Obwohl es noch keine offizielle Bestätigung gibt, liegt die Vermutung nahe, dass es sich um einen Giftanschlag mit Blausäure handelt: Da die Polizisten bereits durch bloßes Riechen an den Limonadenflaschen verletzt wurden, muss es sich um ein schnell wirkendes, gasförmiges Gift handeln, das man aber andererseits ohne größeren Aufwand in die Limonade geben konnte. Hierfür kommen eigentlich nur Cyanide - Salze der Blausäure - in Frage, das Kaliumsalz ist unter dem Namen Zyankali sicherlich jedermann vom Namen her bekannt. Versetzt man Zyankali mit Säure, wird gasförmiger Cyanwasserstoff (Siedepunkt 26 °C), besser bekannt als Blausäure, frei, wovon bereits etwa 60-100 mg (Milligramm; entspricht 140-230 mg Zyankali) für einen Menschen tödlich sind. Da Limonade, wie jedes Kohlensäure-haltige Getränk, sauer ist, kann Zyankali hierin gelöst besonders schnell seine Wirkung entfalten und nicht nur durch Trinken, sondern auch durch Inhalation in den Körper eines Menschen gelangen. Die Wahl des Täters, ausgerechnet Limonade zu vergiften, könnte daher auf eine gewisse chemische Sachkenntnis deuten.
Blausäure hat einen intensiven Geruch nach Bittermandeln, so dass man sie prinzipiell hierdurch erkennen kann.
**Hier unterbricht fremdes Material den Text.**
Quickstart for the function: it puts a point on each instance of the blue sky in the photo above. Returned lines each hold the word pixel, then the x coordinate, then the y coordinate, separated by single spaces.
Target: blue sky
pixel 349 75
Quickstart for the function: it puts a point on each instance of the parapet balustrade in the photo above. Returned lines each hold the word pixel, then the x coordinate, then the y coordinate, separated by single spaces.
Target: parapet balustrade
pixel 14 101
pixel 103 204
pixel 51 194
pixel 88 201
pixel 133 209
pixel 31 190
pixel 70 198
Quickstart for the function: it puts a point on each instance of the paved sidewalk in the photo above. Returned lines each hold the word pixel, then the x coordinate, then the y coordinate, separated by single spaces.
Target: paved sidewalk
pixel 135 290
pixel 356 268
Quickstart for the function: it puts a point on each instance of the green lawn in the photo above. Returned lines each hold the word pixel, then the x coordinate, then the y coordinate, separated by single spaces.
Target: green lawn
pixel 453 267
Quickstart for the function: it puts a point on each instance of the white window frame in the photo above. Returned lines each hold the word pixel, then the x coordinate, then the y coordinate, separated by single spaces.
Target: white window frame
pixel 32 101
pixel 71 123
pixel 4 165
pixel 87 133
Genetisch bedingt können aber etwa die Hälfte der Menschen den Geruch nicht wahrnehmen, so dass nicht jedem dieses Warnsystem zur Verfügung steht. Darüber hinaus wissen natürlich viele Menschen nicht, ob sie Blausäure riechen können, da dies natürlich nicht ein Stoff ist, mit dem man täglich umgeht. Da Cyanide in der Chemie vielfältigen Einsatz finden, raten wir stets unseren Studenten in den Praktika, gezielt einmal unter Aufsicht eines Assitenten herauszufinden, ob sie den Cyanidgeruch wahrnehmen können. Falls nicht sollte derjenige mit Cyanid nicht alleine arbeiten.
Wenn Sie den bitteren Geruch von Bittermandeln wahrnehmen, sollte bei Ihnen die Blausäuredetektion per Nase funktionieren. Allerdings wird der typische, unangenehme Blausäuregeruch durch den in den Mandeln ebenfalls enthaltenen Benzaldehyd, der angenehmen süßlich nach Marzipan riecht, überdeckt.
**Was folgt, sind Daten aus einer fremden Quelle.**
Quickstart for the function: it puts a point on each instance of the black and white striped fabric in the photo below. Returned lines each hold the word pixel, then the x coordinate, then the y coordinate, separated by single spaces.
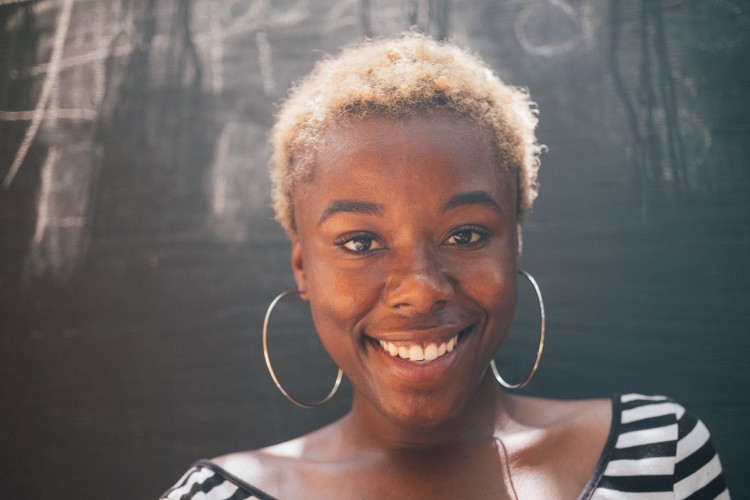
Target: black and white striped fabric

Da Blausäure außerordentlich schnell wirkt, ist schnelles Handeln bei einer Vergiftung von größter Wichtigkeit. Da Cyanidionen sehr effektiv von Eisen in der Oxidationsstufe +3 gebunden werden kann, ist eine Erhöhung der Eisen(III)-konzentration im Körper eine wirksame Behandlungsmethode. Da in unserem Körper in Form von Hämoglobin bereits eine Menge Eisen in der Oxidationsstufe +2 vorhanden ist, gibt man als Antidot 4-Dimethylaminophenol, das rasch einen Teil des Eisen(II) des Hämoglobins zu Eisen(III) oxidiert. Als weitere Maßnahmen ist die Einnahme von Natriumthiosulfat angezeigt, um eine Schwefelquelle für die Umwandlung des Cyanids in Rhodanid durch das in uns Menschen vorhandene Enzym Rhodanase zu bewirken.
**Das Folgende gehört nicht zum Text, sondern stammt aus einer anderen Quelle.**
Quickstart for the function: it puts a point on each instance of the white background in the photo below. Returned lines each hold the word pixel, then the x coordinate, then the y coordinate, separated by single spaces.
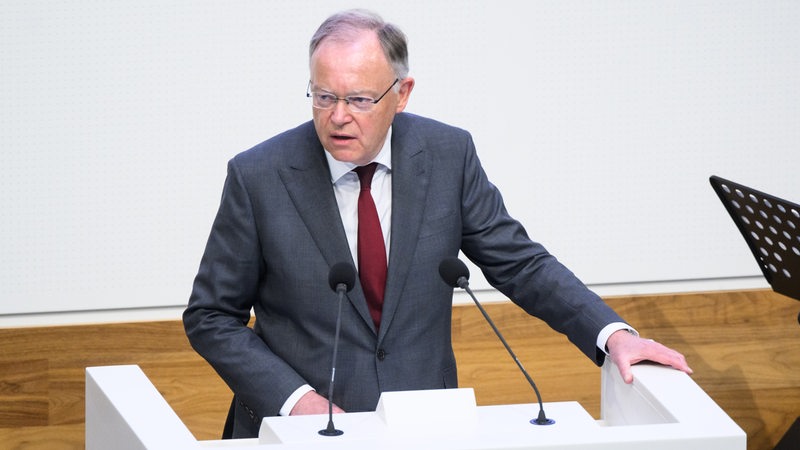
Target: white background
pixel 600 121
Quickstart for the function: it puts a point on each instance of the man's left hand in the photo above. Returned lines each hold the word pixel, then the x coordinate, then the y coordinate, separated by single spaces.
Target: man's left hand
pixel 626 349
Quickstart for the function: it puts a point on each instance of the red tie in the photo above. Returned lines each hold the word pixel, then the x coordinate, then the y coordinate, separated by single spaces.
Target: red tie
pixel 371 248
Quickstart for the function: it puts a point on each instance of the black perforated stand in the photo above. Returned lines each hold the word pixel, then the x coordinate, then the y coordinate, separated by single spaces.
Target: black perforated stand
pixel 771 228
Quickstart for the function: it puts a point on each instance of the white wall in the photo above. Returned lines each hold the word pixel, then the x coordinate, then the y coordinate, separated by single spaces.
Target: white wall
pixel 599 120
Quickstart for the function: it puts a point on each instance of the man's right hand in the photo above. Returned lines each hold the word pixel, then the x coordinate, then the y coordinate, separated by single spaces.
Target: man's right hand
pixel 313 403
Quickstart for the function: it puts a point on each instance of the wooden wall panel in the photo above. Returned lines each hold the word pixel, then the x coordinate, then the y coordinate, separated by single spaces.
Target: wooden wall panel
pixel 743 346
Da Cyanid nicht besonders gut an Eisen(II) bindet, stellt es - anders als etwa bei Vergiftungen für Kohlenmonoxid - für das Hämoglobin, das primär für den Transport von Sauerstoff in unserem Körper verantwortlich ist, keine besonders große Gefahr dar. Dagegen wird aber ein Eisen(III)-enthaltener Cofaktor der Cytochrom cOxidase, ein Enzym, das für die Zellatmung unerlässlich ist, durch Bindung von Cyanid irreversibel blockiert, es kommt zu einer so genannten inneren Erstickung. Vergiftungssymptome sind Atemnot, Kopfschmerzen, Schwindel und Erbrechen.